Ragged Actions (click to expand)
actions = {
'Fire Orbital Cannon': RaggedBuffer([
[],
[[0]],
[],
]),
'Move': RaggedBuffer([
[[4]],
[[1]],
[[4], [2]],
]),
}
The actions are split up along the environment axis, joined with the list of actors from the initial Observation`s, and actor indices are replaced with the corresponding `EntityID`s.
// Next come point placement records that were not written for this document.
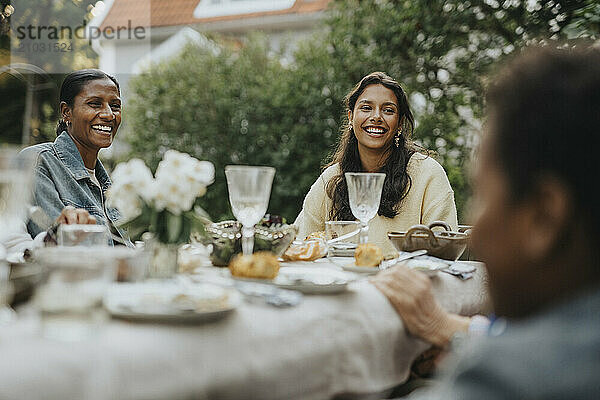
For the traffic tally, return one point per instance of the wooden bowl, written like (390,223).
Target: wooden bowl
(446,244)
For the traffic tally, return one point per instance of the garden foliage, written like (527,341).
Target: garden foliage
(252,105)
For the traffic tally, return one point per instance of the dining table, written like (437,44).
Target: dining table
(351,343)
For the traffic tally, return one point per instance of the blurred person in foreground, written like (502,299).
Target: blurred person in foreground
(377,138)
(536,232)
(68,171)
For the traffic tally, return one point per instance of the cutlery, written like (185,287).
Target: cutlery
(253,291)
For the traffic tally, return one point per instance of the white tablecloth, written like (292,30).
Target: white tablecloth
(352,342)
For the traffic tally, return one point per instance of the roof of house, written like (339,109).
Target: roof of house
(181,12)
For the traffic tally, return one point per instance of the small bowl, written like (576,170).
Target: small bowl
(226,239)
(446,244)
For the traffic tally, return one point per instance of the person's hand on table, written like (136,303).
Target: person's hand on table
(411,294)
(71,215)
(68,216)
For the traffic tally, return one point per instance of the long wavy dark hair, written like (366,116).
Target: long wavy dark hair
(397,181)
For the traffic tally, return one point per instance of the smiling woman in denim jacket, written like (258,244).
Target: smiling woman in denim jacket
(67,171)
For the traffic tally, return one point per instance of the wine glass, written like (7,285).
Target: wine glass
(364,193)
(249,191)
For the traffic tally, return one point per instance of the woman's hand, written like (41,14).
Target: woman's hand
(411,294)
(71,215)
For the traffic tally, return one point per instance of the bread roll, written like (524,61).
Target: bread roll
(368,255)
(260,265)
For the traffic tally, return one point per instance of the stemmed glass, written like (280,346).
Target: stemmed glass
(364,193)
(249,191)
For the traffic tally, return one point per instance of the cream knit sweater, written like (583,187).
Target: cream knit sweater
(430,198)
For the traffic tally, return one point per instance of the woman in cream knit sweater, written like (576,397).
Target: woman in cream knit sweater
(377,139)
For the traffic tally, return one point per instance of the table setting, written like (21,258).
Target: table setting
(248,310)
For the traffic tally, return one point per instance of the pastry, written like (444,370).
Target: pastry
(317,235)
(368,255)
(305,251)
(260,265)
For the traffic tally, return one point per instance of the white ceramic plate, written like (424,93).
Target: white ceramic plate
(308,280)
(426,265)
(362,270)
(169,302)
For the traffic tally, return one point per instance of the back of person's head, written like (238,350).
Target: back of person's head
(544,117)
(74,83)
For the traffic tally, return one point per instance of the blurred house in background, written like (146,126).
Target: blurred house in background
(174,23)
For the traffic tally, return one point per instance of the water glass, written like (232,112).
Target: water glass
(249,191)
(364,193)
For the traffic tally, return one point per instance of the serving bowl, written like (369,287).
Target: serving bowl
(445,244)
(226,239)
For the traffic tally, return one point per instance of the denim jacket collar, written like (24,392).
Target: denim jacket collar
(68,153)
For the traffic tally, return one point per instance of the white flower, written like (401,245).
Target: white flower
(126,200)
(180,179)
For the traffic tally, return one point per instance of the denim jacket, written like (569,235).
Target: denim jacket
(62,180)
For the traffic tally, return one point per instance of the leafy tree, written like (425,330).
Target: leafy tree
(442,51)
(253,106)
(234,107)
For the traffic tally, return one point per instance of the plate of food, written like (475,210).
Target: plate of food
(170,302)
(367,259)
(264,267)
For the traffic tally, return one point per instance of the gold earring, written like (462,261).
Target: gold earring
(397,138)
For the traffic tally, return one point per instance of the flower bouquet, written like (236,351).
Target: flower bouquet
(165,205)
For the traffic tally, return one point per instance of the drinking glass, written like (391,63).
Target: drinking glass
(364,193)
(249,191)
(16,180)
(348,231)
(83,235)
(69,301)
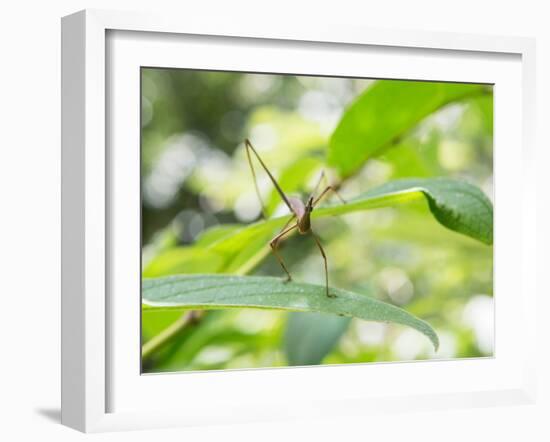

The resulting ``Action` objects are dispatched to the act
methods of the individual environments.
Actions (click to expand)
# Environment 1
{
'Fire Orbital Cannon': SelectEntityAction(
actors=[],
actees=[],
),
'Move': CategoricalAction(
actors=[('Robot', 0)],
actions=array([4]),
),
}
# Environment 2
{
'Fire Orbital Cannon': SelectEntityAction(
actors=[('Orbital Cannon', 0)],
actees=[('Mine', 0)],
),
'Move': CategoricalAction(
actors=[('Robot', 0)],
actions=array([1]),
),
}
# Environment 3
{
'Fire Orbital Cannon': SelectEntityAction(
actors=[],
actees=[],
),
'Move': CategoricalAction(
actors=[('Robot', 0), ('Robot', 1)],
actions=array([4, 2]),
),
}